Anti-metric campaigners are celebrating after a council was forced to modify 30 of its public rights of way signs.
Campaigners fear seeing metric signs on Britain's road
City of York Council erected the path markers with distances in kilometres (km) instead of miles, which is not authorised under highways regulations.
On Thursday, the authority said it had ordered plastic discs to fix over the offending metric distances.
The Active Resistance to Metrication, which takes direct action to change metric signs, welcomed the decision.
The authority is not replacing the signs but said the discs displaying the imperial distances would be put up over the next few weeks.
A spokeswoman said: "This was a genuine error and as soon as it was brought to our attention, we took measures to amend it.
"Giving information on a footpath sign such as the distance and destination is discretionary and we thought the public would appreciate this extra detail.
"The Ordnance Survey maps that we use to measure the footpaths are metric and the walk packs that we sell describe walks in kilometres so it made sense to the officer who ordered the signs to give corresponding information."

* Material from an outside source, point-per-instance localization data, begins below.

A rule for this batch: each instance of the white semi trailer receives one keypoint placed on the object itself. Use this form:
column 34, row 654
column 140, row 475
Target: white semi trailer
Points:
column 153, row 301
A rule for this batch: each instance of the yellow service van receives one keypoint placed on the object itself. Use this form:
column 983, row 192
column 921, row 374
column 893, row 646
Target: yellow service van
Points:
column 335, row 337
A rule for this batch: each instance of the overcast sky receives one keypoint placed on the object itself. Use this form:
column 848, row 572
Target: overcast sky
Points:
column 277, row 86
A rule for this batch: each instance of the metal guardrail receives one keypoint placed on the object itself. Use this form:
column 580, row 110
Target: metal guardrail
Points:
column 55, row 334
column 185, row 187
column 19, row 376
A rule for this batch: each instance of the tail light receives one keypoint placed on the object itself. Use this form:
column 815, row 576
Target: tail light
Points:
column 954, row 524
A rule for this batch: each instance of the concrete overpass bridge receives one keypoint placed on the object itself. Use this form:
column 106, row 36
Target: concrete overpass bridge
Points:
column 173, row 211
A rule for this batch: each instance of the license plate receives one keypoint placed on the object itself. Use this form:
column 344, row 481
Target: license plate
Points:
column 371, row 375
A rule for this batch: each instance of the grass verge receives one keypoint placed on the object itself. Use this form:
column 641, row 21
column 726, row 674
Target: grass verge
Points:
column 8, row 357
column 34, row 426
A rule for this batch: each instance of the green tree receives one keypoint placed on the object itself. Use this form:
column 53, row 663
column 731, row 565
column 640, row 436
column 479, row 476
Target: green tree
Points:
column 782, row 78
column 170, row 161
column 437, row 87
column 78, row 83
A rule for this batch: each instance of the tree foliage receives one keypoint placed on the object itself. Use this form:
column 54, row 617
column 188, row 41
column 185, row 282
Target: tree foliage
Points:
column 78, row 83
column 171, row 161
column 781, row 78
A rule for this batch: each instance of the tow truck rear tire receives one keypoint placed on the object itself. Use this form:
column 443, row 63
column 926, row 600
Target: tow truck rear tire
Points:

Campaigners say any sign which incorporates metric distances is not a traffic sign within the meaning of section 64 of the Road Traffic Regulation Act 1984.
Protest group Active Resistance to Metrication (Arm) therefore believes people who alter road signs displaying metric distances can defend their actions under section 131 of the Highways Act 1980.
Peter Rogers, a supporter of the group, said: "Each time we are successful, it is a small but significant step towards eradicating them from our country.
"The imperial weights and measures of this country are part of our traditions and part of our culture.
"The attempts to impose metric signs is one by stealth and deception and has been going on for many years."